All life passes through the waiting room of a station; it is always the same life.

Monday, 14 October 2013

Review of 'The Impressionist' by Hari Kunzru

The ImpressionistThe Impressionist by Hari Kunzru
My rating: 5 of 5 stars

This is a fabulous work - a response to/reverse take on Kipling's 'Kim', this novel follows one young man's attempt to discover, or create, his own identity. From a high caste Indian home in Agra, via prostitution, public school and the hallowed grounds of Oxford University, to the unmapped lands of Africa, we follow Pran Nath's journey to find self. At times Kunzru is laugh out loud funny, reminiscent of Tom Sharpe at his best, but the humour is balanced with sober moments as the impact of British Imperialism is felt on all - black, white and all the shades in-between.

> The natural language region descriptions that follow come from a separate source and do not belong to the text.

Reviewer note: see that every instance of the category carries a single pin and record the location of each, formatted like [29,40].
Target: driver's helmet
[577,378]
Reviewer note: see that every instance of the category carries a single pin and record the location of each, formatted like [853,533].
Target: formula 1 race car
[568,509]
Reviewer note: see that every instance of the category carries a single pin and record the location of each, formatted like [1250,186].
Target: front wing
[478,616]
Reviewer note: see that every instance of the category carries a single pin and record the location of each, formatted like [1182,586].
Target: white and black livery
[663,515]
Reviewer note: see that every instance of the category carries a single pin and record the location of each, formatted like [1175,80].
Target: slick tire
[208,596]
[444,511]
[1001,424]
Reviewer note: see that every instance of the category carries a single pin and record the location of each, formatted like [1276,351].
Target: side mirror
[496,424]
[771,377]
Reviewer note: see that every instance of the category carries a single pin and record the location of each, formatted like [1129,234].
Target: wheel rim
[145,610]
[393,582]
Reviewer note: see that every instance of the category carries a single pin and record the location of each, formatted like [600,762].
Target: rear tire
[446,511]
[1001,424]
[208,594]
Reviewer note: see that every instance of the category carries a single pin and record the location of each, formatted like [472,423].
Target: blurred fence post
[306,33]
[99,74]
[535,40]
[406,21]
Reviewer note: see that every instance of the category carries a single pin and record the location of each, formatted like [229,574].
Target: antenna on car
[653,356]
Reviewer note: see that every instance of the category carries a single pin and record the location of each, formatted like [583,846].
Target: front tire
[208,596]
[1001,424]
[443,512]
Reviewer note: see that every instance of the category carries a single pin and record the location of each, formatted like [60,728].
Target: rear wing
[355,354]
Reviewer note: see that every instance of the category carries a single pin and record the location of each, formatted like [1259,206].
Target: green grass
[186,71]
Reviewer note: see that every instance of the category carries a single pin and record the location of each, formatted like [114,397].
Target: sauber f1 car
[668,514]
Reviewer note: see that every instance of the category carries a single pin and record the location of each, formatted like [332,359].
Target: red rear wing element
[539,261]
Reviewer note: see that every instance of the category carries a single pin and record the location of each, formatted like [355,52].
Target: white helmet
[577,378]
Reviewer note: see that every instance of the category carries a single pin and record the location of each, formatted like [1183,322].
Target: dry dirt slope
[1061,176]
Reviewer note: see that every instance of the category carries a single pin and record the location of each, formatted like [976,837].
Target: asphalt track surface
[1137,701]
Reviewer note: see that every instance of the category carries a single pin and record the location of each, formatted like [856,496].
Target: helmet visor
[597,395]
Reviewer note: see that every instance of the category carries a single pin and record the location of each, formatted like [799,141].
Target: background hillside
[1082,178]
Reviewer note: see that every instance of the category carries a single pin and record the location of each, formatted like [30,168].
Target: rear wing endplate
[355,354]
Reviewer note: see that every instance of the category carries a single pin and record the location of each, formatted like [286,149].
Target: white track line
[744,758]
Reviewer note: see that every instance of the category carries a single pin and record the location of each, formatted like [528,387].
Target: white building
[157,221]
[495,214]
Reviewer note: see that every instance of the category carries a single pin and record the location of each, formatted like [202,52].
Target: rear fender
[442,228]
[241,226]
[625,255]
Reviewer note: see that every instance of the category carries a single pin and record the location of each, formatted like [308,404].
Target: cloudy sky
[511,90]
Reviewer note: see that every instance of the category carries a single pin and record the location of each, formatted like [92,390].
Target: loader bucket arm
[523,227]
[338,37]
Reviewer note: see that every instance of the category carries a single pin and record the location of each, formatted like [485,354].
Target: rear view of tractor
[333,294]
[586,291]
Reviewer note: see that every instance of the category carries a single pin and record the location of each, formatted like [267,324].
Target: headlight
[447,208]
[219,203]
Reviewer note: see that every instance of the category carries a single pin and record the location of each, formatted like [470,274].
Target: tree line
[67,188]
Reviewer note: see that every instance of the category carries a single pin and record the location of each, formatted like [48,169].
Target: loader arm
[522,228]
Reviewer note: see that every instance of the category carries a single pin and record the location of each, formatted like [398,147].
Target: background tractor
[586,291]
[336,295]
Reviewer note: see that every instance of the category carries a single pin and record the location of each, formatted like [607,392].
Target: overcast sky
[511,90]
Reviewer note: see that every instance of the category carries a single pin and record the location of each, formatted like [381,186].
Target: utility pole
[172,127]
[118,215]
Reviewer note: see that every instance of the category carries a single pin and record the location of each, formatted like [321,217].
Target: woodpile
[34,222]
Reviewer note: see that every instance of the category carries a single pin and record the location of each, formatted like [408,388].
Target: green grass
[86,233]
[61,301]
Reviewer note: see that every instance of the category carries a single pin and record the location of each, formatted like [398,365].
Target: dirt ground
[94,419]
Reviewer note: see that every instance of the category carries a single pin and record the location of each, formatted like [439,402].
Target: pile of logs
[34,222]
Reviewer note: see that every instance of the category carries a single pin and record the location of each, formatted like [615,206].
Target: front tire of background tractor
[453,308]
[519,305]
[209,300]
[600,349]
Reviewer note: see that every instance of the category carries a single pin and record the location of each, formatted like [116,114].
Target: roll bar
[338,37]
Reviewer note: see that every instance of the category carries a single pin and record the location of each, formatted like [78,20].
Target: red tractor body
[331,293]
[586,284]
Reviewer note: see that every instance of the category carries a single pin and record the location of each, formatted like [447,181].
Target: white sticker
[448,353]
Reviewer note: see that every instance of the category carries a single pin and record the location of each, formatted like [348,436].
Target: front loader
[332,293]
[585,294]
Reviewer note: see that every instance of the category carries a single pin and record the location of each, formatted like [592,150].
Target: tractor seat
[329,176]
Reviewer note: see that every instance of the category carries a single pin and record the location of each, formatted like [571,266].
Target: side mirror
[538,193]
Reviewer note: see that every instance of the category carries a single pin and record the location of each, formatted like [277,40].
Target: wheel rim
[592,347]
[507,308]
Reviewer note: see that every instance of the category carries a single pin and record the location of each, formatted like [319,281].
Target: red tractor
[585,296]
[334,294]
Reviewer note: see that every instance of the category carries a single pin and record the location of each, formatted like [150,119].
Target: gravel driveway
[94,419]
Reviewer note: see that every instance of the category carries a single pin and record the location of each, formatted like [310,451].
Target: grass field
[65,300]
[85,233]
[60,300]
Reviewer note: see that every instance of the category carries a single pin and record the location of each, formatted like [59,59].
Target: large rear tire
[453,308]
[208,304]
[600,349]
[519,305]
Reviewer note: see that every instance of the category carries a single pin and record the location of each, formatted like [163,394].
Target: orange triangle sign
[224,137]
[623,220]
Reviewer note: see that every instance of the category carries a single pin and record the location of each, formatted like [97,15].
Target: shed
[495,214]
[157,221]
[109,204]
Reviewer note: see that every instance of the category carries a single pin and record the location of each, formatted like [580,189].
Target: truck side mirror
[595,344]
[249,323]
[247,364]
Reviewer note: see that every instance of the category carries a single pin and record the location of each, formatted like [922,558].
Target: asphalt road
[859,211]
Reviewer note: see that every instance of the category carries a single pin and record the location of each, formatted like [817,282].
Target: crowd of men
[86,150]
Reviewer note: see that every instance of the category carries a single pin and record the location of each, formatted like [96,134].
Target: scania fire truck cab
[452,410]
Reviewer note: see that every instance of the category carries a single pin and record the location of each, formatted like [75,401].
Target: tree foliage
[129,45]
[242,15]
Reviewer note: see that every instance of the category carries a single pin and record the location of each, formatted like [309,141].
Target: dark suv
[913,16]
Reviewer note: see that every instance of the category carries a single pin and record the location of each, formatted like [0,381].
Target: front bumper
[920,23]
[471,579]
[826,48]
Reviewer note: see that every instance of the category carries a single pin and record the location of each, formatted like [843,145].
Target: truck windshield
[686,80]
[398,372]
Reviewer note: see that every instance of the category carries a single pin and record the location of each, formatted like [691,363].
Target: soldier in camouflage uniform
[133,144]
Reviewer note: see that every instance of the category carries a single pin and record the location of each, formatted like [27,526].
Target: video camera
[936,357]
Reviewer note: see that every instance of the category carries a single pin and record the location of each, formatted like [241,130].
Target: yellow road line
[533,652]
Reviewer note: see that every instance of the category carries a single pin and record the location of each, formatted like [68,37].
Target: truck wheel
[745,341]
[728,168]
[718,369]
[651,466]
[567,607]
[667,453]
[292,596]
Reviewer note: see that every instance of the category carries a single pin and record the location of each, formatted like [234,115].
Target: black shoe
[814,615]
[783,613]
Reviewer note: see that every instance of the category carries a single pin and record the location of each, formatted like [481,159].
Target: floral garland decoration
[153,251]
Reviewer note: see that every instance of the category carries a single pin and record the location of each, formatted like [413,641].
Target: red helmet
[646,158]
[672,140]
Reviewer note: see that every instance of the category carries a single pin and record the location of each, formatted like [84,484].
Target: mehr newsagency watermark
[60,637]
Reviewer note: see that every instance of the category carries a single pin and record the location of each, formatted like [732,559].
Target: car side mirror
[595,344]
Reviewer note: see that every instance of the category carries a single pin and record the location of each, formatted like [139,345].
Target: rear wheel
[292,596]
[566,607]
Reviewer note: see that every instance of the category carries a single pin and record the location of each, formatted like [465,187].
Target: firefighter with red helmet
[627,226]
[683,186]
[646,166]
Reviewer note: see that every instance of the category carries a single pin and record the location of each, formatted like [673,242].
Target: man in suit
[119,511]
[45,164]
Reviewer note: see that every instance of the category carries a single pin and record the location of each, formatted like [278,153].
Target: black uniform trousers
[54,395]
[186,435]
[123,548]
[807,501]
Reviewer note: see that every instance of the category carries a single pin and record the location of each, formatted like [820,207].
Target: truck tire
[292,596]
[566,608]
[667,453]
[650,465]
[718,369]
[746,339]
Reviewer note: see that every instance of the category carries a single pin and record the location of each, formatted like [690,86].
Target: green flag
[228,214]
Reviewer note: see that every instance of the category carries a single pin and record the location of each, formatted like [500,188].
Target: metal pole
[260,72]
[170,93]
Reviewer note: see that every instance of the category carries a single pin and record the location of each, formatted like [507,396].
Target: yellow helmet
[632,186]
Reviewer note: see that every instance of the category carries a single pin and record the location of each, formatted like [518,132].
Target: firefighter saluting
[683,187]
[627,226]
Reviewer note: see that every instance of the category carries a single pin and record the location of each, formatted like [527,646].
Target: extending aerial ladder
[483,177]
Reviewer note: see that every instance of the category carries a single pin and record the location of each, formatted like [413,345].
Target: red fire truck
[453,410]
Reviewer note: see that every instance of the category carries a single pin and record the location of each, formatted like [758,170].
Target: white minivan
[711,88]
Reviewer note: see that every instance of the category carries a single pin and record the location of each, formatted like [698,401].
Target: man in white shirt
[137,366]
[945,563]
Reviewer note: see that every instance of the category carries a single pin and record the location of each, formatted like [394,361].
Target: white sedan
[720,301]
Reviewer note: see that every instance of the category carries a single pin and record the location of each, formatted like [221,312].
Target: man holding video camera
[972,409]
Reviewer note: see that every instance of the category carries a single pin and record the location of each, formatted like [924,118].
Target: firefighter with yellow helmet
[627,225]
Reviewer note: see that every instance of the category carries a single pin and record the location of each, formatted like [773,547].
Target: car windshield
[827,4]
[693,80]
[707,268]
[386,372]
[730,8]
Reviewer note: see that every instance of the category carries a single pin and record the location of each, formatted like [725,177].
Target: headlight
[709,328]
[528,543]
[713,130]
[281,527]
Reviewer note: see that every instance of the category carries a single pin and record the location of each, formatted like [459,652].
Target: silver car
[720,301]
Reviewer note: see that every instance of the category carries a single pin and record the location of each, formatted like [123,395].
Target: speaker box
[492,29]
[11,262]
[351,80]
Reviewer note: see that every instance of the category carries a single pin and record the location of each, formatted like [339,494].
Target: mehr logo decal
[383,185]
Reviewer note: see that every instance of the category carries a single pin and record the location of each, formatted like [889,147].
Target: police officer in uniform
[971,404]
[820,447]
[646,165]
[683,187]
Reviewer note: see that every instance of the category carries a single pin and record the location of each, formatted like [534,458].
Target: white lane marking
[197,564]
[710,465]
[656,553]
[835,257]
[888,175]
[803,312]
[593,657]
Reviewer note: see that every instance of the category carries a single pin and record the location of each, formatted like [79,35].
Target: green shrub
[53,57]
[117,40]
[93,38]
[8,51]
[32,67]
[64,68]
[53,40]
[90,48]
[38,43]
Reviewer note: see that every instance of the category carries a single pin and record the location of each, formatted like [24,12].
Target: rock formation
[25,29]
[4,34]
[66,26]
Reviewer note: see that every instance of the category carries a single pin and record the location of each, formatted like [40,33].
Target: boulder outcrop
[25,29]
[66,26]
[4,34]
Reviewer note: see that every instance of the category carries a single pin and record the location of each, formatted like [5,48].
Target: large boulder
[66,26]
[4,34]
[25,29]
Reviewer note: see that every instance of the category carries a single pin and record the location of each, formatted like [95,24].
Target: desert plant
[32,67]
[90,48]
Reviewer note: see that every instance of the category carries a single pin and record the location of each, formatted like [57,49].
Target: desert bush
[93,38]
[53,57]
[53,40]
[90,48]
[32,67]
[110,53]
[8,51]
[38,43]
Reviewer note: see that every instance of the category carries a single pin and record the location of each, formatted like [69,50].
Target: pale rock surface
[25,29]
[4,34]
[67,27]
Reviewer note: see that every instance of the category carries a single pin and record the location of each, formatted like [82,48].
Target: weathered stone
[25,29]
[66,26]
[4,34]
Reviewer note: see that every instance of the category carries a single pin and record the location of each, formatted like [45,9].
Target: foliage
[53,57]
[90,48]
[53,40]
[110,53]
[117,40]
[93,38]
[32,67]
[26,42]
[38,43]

Like 'Kim' this novel highlights how racism exists not only within the imperialist mindset but also within the 'native' one. Neither wholly English or Indian, Pran falls into the gulf that lies between and struggles to find the identity that best suits him. But without doubt, it is the imperialist machine (and reactions both negative and positive that arise from it)that causes Pran to suffer.

This is a well-written novel, with pace changes that make one pause and think but, that all the time keeps you flowing nicely to the end. Pran sheds his skins so effectively that it is difficult to build an affinity to him, but throughout I felt sorry for the boy within, and could empathise with the decisions he made - even the most unsavoury.